Я улыбаюсь своей коллеге Наталье, учительнице английского языка, и пожимаю плечами. Задерживаюсь на работе безбожно поздно, на вахте уже сменились сторожа, а на следующий день решаю навести порядок в костюмерной, разворошенной в предновогодней суете.

Лампочка мигает несколько раз, издает тихий свист и гаснет, а вскоре слышится отдаленный щелчок в электрическом щитке. Мы с тремя учениками, которых я попросила помочь мне с тяжелыми коробками, оказываемся в полутьме.

– Что ж, ребят, вы можете идти, – расстроено говорю я. Завтра мне придется разгребать беспорядок самой: у детей уже не будет свободного времени, – в темноте мы все равно с вами ничего не увидим.

Артем, уже взявшийся за объемную коробку, перетаскивает её в другой конец кладовки и пытается запихнуть в шкаф. У коробки разрывается дно, и из неё вываливаются обрезки разноцветной ткани, мятые ленты, старые шляпы и галстуки. Он нагибается, чтобы все это собрать и не успевает спрятать улыбку. А меня внезапно накрывает паника. Коробка разорвалась не случайно, и, что бы я ни чувствовала к Артему, это касалось только меня.

– До свидания, Мария Викторовна, – восьмиклассники расходятся так быстро, что я не успеваю собраться с мыслями.

За моей спиной Артем шуршит коробкой, мы остаемся одни.

– Артем, ты тоже можешь идти.

– Ничего, я вам помогу, – отзывается он ровно, не поднимает глаз и медленно собирает разлетевшиеся ткани с пола.

Я отворачиваюсь, близоруко щурюсь и перекладываю коробки в шкаф, освобождая место. Напряжение висит такое, что его можно потрогать руками. Артем давно справился с работой, и я чувствую, как он буравит взглядом мою спину. Упорно не поворачиваюсь. Не понимаю своей робости, кажется, я совсем запуталась.

– Вы красивая.

Он говорит это так неожиданно, что я вздрагиваю, как от удара.

– Спасибо.

Стараюсь отвечать бесстрастно, и мне это удается. Перестаю двигать пыльные коробки и поворачиваюсь.

В косых лучах лунного света Артем выглядит старше. Он всегда был высоким, а за полгода вытянулся еще больше. Черные волосы отливают синевой, глаз не видно, на них падает тень, но я ощущаю его взгляд, словно стою под прожектором на темной сцене.

– Вам понравился мой новогодний подарок?

Перед мысленным взором встает большой снежный шар, который я нашла на своем столе позавчера. Я как-то случайно обмолвилась, что люблю такие вещицы. Он запомнил. Под шаром лежало письмо с пожеланием счастливого нового года. Его я забрала домой и положила в нижний ящик стола.

В голосе Артема я различаю улыбку и вздыхаю.

– Я не стану повторять то, что и так однажды было сказано.

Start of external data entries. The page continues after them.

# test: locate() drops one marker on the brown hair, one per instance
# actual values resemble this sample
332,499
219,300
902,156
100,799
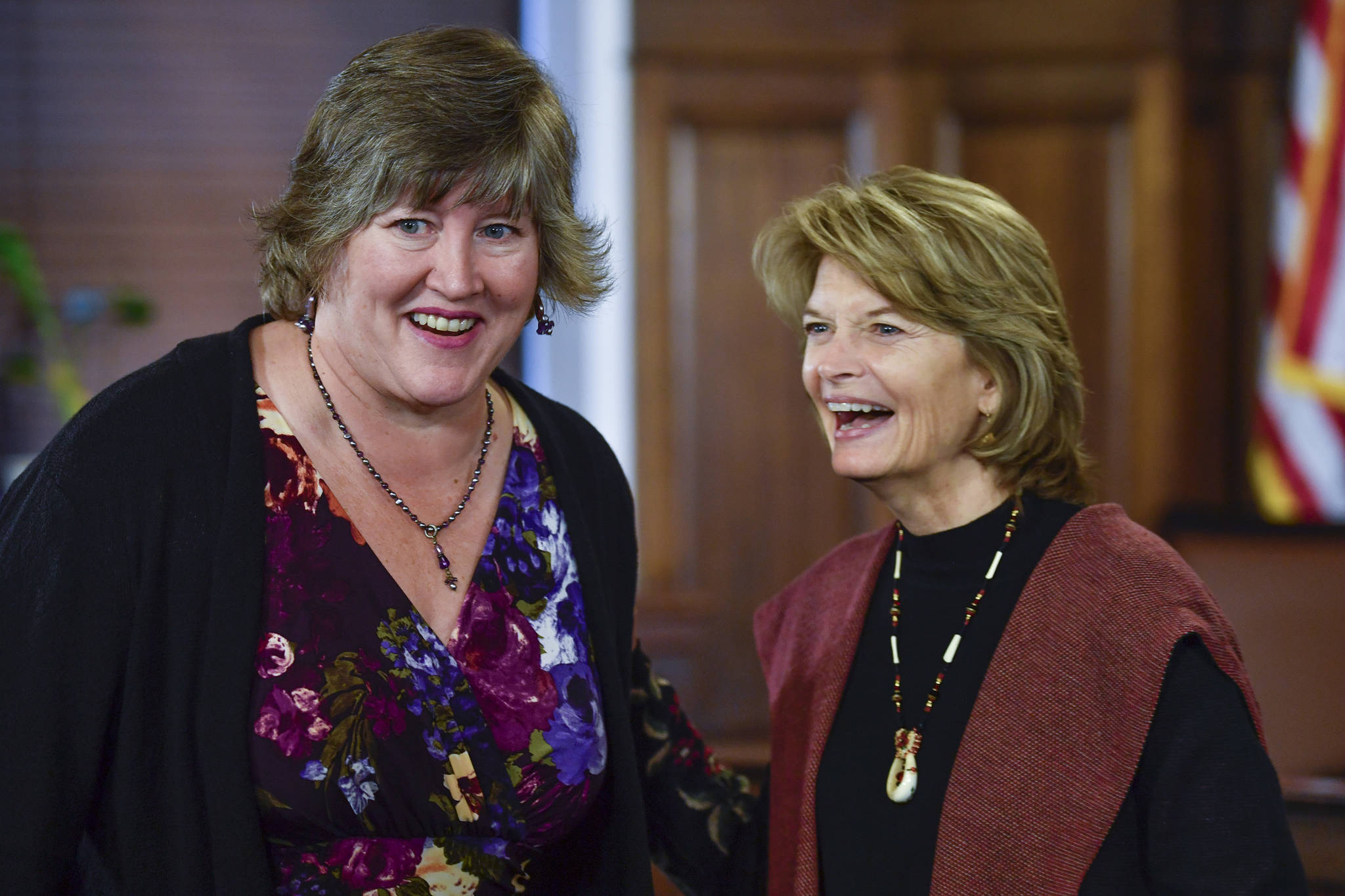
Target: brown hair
412,117
953,255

Он делает шаг вперед, в лужу лунного света, и я вижу его глаза. В них плещется улыбка и спокойствие, точно такое спокойствие, которого никогда не было в моей душе. Я подбираюсь внутренне, будто перед прыжком с большой высоты. Артем стоит в двух шагах, и мне требуется тщательно контролировать свое лицо.

–Не повторяй, скажи, наконец, правду.

Я удивляюсь. Сколько я его знаю, он был вот таким: целеустремленным, упрямым, болезненно справедливым, говорил, что думал и прямо в глаза. Мне нравится эта черта в людях. И в нем.

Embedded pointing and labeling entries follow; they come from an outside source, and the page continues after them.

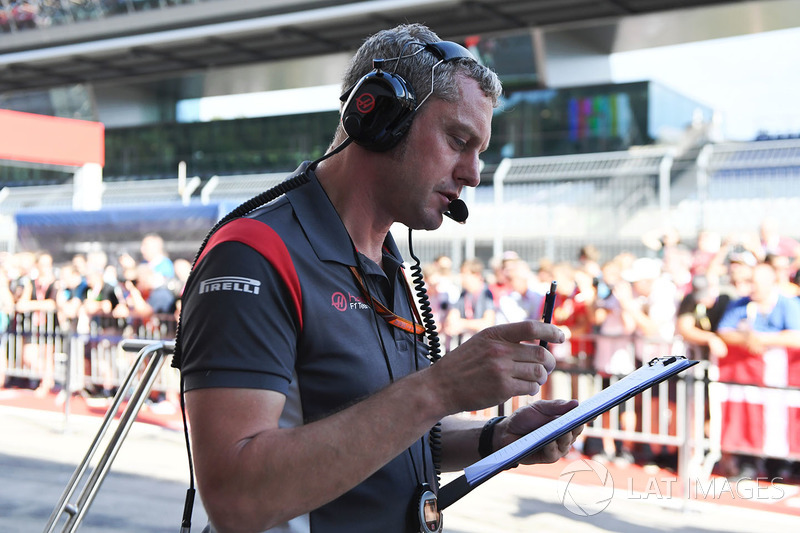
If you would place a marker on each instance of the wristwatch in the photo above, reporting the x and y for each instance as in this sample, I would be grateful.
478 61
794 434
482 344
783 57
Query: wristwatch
487 435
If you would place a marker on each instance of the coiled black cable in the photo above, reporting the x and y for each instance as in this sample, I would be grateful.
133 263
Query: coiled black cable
434 349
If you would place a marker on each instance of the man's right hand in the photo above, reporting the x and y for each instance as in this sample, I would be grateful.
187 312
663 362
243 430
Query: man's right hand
495 364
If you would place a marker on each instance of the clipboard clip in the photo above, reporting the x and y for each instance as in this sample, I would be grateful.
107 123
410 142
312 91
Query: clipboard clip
664 360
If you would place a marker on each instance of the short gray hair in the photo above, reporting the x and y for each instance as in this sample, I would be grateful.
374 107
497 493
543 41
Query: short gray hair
416 69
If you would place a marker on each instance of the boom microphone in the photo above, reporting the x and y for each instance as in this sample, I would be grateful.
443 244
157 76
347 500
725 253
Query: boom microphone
457 210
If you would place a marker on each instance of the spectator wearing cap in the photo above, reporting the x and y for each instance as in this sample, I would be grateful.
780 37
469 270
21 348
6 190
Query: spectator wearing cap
699 314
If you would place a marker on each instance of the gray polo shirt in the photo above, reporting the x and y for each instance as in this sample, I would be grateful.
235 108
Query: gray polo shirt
274 305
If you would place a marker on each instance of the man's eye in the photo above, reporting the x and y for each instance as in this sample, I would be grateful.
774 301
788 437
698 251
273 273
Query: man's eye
459 143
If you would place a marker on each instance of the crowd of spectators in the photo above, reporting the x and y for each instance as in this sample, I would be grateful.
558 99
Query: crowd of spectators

Со вздохом сажусь на пыльный стул, изображавший трон в прошлогодней постановке «Федота-стрельца».

– Правду? – переспрашиваю я, – хорошо, слушай. Наши отношения – если они есть – противозаконны. Уже одно то, что мы разговариваем здесь с тобой сейчас может расцениваться, как повод для подозрений. И совершенно неважно, что каждый из нас по этому поводу думает.

– Мне вскоре исполнится восемнадцать лет. – Немедленно возражает Артем.

– Это не отменяет тот факт, что я – твой учитель. – Парирую я.

Мы словно играем в футбол фразами и никак не можем забить друг другу гол. Секунду Артем молчит, а потом подходит совсем близко, опускается на корточки так, что его лицо оказывается чуть ниже моего.

– Я люблю вас.

Слова склонённого передо мной молодого мужчины не могут не действовать, и подозреваю, что Артем об этом прекрасно осведомлен.

Взгляд глаза в глаза, который он мне дарит, достает до дна моей души и болезненно задевает в ней что-то. Мои щеки помимо моей воли наливаются румянцем, и я отвожу взгляд.

Так просто и так искренне…

– Ты с ума сошел…

Его лицо смягчается, на губах появляется немного дерзкая улыбка

– Ничто не может отменить этот факт. – Продолжает он, – ты думаешь, законам подвластны сердца? Чувства? Если издать закон, запрещающий любить, сколько будет тогда виновных?

Я делаю вдох, чтобы набраться терпения и прогнать странное болезненное ощущение в груди.